8. Consider when it may be appropriate to use mechanical support such as IABP, pVAD and ECMO.

Mechanical circulatory support (MCS) may be necessary to maintain adequate perfusion when the patient is suffering from cardiogenic shock due to unstable arrhythmia.

Patients with high risk for hemodynamic decompensation during CA can be preemptively supported with MCS. This practice has been shown to improve mortality compared to rescue or no MCS. 28,29 The PAAINESD score may be useful in identifying high risk patients. This score assigns numerical values to the following risk factors: pulmonary disease, age over 60 years, general anesthesia, ischemic cardiomyopathy, NYHA class III or IV, LV EF < 25%, VT storm, and diabetes mellitus. 2,28

An intra-aortic balloon pump may be sufficient but requires the patient to have enough adequate forward flow to generate a pulse. Extracorporeal membrane oxygenation (ECMO) has been studied and shows good long-term outcomes.29 Guidelines have a IIa recommendation for hemodynamic support with ECMO or a temporary LVAD during CA in select patients. 2

9. Discuss other strategies such as sympathectomies (stellate ganglion block vs. surgical), stereotactic radio ablation, and transplant for refractory cases.

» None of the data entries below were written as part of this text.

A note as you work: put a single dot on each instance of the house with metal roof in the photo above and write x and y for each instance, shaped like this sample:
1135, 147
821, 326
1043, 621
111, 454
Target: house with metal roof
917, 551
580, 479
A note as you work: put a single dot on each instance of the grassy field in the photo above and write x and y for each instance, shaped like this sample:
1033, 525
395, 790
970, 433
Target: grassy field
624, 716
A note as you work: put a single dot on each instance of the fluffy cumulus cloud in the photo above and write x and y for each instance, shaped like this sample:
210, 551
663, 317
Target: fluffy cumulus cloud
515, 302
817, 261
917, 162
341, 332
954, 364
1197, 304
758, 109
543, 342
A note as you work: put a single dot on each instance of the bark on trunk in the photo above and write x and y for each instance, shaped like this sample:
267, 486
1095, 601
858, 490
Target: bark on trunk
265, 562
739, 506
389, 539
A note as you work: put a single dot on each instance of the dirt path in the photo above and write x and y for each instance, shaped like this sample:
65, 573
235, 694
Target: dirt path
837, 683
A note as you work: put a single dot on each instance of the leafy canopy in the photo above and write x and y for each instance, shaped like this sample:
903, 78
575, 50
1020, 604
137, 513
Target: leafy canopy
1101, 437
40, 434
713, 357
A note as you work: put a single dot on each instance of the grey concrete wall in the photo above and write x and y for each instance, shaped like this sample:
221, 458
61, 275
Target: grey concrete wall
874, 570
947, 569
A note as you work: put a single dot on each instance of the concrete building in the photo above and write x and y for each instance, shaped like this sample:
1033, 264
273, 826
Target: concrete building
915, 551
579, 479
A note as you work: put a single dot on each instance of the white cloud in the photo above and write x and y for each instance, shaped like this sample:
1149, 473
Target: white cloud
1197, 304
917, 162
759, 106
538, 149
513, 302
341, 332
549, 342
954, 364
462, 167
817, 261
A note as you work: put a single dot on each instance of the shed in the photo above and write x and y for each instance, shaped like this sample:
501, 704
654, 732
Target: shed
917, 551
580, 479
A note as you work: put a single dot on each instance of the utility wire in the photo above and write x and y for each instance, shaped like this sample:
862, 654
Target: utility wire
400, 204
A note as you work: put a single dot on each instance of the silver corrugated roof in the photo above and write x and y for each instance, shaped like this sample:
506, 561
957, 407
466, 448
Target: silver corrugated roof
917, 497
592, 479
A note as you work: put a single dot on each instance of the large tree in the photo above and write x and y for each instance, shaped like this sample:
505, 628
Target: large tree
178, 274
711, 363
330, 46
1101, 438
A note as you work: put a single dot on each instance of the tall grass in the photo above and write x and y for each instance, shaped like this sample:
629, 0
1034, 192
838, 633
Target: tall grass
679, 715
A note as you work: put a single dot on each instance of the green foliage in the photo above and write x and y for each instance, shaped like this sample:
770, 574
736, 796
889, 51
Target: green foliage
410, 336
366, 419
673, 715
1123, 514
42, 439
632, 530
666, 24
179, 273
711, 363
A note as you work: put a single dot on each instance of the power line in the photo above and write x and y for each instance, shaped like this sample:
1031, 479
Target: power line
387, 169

There are several therapies available to treat ES that specifically target the autonomic nervous system (ANS).30 While sedation is used for this purpose acutely, other interventions seek to mitigate sympathetic activity in the subacute or chronic setting. These include stellate ganglion blockade (SGB), thoracic epidural anesthesia (TEA), cardiac sympathetic denervation (CSD), and renal artery sympathetic denervation (RSD).

Percutaneous SBG involves an injection of anesthetic directly into the stellate ganglia with or without ultrasound guidance. This is a temporizing measure that can be performed in the acute or subacute setting. It has shown complete suppression of VA in 50% of patients for the subsequent 48 hours.31

TEA involves the percutaneous administration of a local anesthetic directly into the thoracic epidural space. This is also a temporary treatment best used as a bridge to definitive treatment, such as CA or surgical denervation. In ES patients with a failed CA TEA can reduce VA up to 80% in most patients.32

CSD is a surgical measure that offers a more permanent solution. It can be useful in refractory ES that has not responded to multiple treatments. CSD has achieved 80% event-free survival up to 2 years.33 Guidelines recommend CSD in ES when beta-blockade, anti-arrhythmic drugs, and CA are deemed ineffective with a class IIb recommendation.1

RSD functions similarly but has the added benefit of being non-surgical and directly reducing catecholamine secretion.

Cardiac transplantation would be indicated in a patient that has unrelenting ES despite these aggressive measures. Patients with MCS and life-threatening arrhythmias qualify as status 1 for OHT.34 Whereas VT/VF without MCS by itself would qualify a patient as status 2.